Digno de registo é quando exista discrepância e a mesma vá no sentido de um dos sumários em presença ser mais extenso do que o outro ou até dele discrepante e assim o leitor não poder prescindir de ambos para poder formular o seu próprio juízo sobre a matéria.
Exemplo, colhido ao acaso e por mero acaso, o Acórdão proferido a 10 de Janeiro de 2024 pela Relação de Coimbra no processo 260/23.9GAPNI-A.C1, relatora Ana Carolina Cardoso, publicado na dgsi aqui].

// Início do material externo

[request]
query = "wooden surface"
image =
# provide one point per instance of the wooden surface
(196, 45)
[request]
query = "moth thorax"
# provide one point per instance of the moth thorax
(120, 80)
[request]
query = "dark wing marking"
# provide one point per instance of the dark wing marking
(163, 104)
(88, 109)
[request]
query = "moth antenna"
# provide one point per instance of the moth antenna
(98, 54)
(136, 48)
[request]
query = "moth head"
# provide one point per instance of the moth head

Na dgsi a relatora resumi-o assim: «Nos crimes de violência doméstica deve ter lugar a tomada de declarações para memória futura, em nome da proteção das vítimas contra a vitimização secundária, sem necessidade de justificação acrescida, só assim se não procedendo quando existam razões relevantes para o não fazer».
Já quando da publicação na CJ, o sumário [que tem firmado como F.P.A., Fernando Prata Andrade] é bem mais extenso, pois, ante o aresto, considera relevante também que dele se extraiam duas asserções:
-» «a vítima de violência doméstica é sempre considerada uma vítima especialmente vulnerável, nos termos do disposto nos ars. 67º-A, n. 1, al. b) e n.º 3 do Código de Processo Penal, conjugado com o art. 125º do Código Penal»

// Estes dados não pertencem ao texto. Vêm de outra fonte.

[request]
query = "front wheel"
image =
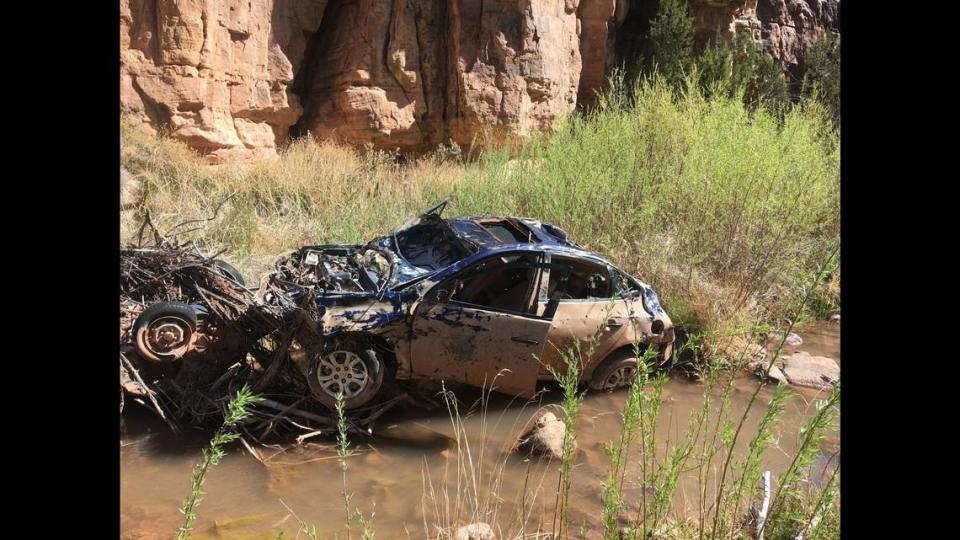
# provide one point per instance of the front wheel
(618, 371)
(353, 369)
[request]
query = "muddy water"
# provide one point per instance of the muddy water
(407, 474)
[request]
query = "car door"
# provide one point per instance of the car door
(587, 315)
(473, 326)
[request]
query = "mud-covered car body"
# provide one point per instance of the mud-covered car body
(463, 299)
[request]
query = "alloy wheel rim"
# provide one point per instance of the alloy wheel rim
(342, 372)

-» «Se na versão do Código de Processo Penal a tomada de declarações para memória futura ocorria penas nos casos previstos no art. 271º, a possibilidade de produção deste meio de prova foi sendo ampliada, tendo em conta designadamente, a fragilidade das vítimas e a sua protecção e a especial situação em que se encontram».
Mas mais. É que comparando o sumariado comum, o elaborado pela relatora e o redigido pelo anotador, verifica-se que não há integral coincidência de conteúdo.
Assim, a relatora considerou importante considerar o inciso «só assim se não procedendo quando existam razões relevantes para o não fazer», a orientar uma lógica de excepção, o que na CJ não surge.
Conclusões que me permito extrair:
-» nada como ler os arestos na sua íntegra e não apenas sumários, seja qual for a sua proveniência
-» não dar como assente que os sumários, valham como espécie de interpretação autêntica do decidido ou do critério decisório, por mais cómodo que seja limitarmo-nos a, em termos de leitura, ficarmos por eles.